Le décès du parent prêteur oblige-t-il l’enfant à rembourser le solde du prêt ?

Si vous venez à disparaître avant que votre enfant ait remboursé complète­ment son prêt, il n’aura pas l’obligation de le rembourser par anticipation, sauf si cela est expressément prévu dans la reconnaissance de dette. Mais il sera tenu compte du prêt pour le calcul des droits de succession éventuels. Plus précisément, le montant du capital non encore remboursé, ainsi que les intérêts éventuels dus jusqu’au jour du décès, doivent être ajoutés à vos autres biens dans la déclaration de succession adressée au fisc. En pratique, ce montant est normalement déduit de la part d’héritage de l’enfant emprunteur. Si l’emprunteur décède avant le remboursement du prêt, sa dette pourra être déduite de l’actif de sa succession, à condition qu’une reconnaissance de dette écrite ait été rédigée et enregistrée avant son décès.

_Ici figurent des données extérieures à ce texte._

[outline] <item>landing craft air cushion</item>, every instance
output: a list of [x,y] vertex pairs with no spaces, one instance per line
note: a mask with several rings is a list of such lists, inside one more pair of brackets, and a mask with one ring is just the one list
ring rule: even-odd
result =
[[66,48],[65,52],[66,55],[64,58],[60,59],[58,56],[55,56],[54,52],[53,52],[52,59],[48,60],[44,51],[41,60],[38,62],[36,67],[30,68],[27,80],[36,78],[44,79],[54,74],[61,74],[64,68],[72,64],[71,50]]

Quels sont les risques de se porter caution pour un enfant ?

Que se soit pour la location d’un logement ou pour un prêt bancaire, il est fréquent que la caution des parents soit demandée. De bonne grâce, ils acceptent de se porter caution sans trop se poser de questions. Pourtant, il ne s’agit pas d’un simple engagement moral : la personne qui se porte caution s’engage à payer les dettes du débiteur en cas de défaillance de ce dernier. Le plus souvent, la caution est « solidaire », ce qui est loin d’être anodin. Des parents qui se portent cautions de leur enfant locataire, par exemple, sont garants du paiement de la totalité du loyer, des charges, et des réparations locatives. Si l’enfant est en colocation, ce qui est de plus en plus fréquent, les parents cautions peuvent être amenés à payer le loyer, même si ce n’est pas leur enfant qui n’a pas versé sa quote-part… S’il y a plusieurs cautions solidaires, le bailleur peut poursuivre celle qu’il juge la plus solvable pour la totalité de la dette. De plus, la caution solidaire reste engagée jusqu’à la fin du bail en cours, voire jusqu’à la fin du bail renouvelé, si le contrat de location le prévoit. Et ce, même si son enfant a donné congé et quitté les lieux entre temps… La loi Alur prévoit toutefois, pour les colocations conclues depuis le 27 mars 2014, que la caution sera libérée de son engagement au plus tard six mois après le départ du colocataire qu’elle garantit. La caution est donc un engagement qu’il ne faut jamais prendre à la légère.